Crunchy, melodic, smartly-crafted rock’n’roll, “Rock From Afar” is one of those rare one-man-band home recordings that sounds spacious and outgoing. (In that way it brings to mind the work of Devin Davis, for those with long Fingertips memories.) And while full of elusive homages to great moments in rock history, this song is likewise a rare bird for managing to funnel nostalgia through a contemporary filter: conjuring the past without wallowing in it, without losing the recognition that we live in the here and now and that that’s okay too.

So—stay with me on this one—I’m thinking now that what sounds like a catchy, well-paced song is actually much more than that. With “Rock From Afar,” Simon Cowan, doing business as Record/Start, offers us a much-needed (not to mention delightful) way out of the dead-end technophilia of the early 21st century. Enough with having to pretend there is nothing of value to be had from the past, enough with entrepreneurs and venture capitalists so smug and myopic that they can’t credit or recognize anything they didn’t invent or fund. Life existed before us and life (if we don’t go all Interstellar on ourselves) will go on after us and the smartest and most valuable (not to mention most fun) people are those who partake of the whole buffet. Use the past to inform the present and aim towards the future.
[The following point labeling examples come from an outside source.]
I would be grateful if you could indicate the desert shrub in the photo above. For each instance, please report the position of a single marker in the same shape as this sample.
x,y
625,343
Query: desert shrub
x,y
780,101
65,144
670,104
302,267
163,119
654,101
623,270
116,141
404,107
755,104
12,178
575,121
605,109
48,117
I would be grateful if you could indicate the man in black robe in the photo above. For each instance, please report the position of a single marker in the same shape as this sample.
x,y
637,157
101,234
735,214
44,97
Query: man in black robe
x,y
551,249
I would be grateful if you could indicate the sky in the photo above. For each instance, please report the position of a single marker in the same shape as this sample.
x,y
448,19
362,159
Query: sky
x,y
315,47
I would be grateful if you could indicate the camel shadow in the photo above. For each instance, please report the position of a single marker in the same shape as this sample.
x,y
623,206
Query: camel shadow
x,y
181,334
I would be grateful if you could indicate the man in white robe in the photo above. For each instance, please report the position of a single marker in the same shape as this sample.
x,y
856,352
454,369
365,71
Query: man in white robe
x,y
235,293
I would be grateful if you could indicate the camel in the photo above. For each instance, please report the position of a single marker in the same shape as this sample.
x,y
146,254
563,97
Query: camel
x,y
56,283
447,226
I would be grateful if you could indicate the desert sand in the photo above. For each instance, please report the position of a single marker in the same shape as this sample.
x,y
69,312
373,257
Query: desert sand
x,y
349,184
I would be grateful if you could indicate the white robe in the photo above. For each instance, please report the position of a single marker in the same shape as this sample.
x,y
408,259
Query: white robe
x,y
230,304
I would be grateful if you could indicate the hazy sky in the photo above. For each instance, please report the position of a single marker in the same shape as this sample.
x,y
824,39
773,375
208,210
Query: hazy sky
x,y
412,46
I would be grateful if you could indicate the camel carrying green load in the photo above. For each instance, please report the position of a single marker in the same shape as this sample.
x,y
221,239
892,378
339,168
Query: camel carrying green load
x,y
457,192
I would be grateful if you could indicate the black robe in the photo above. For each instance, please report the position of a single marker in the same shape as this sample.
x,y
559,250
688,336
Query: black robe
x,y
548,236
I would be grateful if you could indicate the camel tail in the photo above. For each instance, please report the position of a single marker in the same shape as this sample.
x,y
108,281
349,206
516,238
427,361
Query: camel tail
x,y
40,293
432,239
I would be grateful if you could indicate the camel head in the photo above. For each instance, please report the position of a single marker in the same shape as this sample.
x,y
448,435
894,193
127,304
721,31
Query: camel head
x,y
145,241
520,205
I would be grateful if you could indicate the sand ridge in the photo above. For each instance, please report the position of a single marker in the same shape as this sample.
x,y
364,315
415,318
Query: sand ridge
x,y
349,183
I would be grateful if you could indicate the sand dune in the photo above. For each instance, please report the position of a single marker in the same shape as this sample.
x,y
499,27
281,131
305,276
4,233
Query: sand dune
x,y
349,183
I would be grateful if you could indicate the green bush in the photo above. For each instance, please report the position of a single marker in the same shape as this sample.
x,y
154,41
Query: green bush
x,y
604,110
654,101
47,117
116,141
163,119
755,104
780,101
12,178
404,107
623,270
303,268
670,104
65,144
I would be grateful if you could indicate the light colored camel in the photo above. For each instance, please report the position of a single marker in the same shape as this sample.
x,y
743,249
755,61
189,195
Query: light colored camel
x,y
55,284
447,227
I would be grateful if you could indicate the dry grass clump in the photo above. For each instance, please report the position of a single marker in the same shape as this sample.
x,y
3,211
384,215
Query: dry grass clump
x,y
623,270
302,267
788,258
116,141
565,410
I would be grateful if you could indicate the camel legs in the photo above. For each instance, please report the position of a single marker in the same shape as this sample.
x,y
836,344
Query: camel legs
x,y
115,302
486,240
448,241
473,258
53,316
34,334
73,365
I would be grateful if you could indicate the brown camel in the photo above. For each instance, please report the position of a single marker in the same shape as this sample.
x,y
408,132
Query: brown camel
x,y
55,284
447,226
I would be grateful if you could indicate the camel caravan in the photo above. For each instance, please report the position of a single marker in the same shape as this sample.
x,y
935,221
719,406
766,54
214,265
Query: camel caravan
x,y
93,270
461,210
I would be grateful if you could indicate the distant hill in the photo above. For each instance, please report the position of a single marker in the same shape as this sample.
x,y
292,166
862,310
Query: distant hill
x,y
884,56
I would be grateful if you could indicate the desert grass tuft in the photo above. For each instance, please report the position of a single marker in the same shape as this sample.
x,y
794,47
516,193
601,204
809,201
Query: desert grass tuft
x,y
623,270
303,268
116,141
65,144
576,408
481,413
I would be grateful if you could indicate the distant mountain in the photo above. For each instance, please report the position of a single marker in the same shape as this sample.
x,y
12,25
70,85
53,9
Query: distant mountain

That’s what “Rock From Afar” does and it’s a breath of fresh air in a musical age suffocating from the addictive beats and compressed mightiness required to keep the kids dancing and the fingers clicking. Cowan finds a brisk pace and rich texture far removed from the stifling dictates of today’s pop, with guitars that bleed into a kind of 2015 Wall of Sound, and melodies that sweep you pretty close to power pop heaven. One of my favorite moments is the abrupt break for a “woo-oo-oo” vocal that happens at 2:41, because of how precisely this moment embodies the seamless melding of past and present: this kind of “woo-oo-oo” is pure Beach Boys, but Cowan augments it with an ear-popping 21st-century affect that Brian Wilson probably wishes he could have invented 50 years ago but most certainly did not.

Cowan fronted the Manchester band Carlis Star during the latter ’00s. Record/Start, a solo project, came into being in 2014. “Rock From Afar” has been bumping around the internet for a few weeks, in advance of its official double-sided single (on cassette) release next month, via Post/Pop Records. Thanks to Insomnia Radio for the MP3.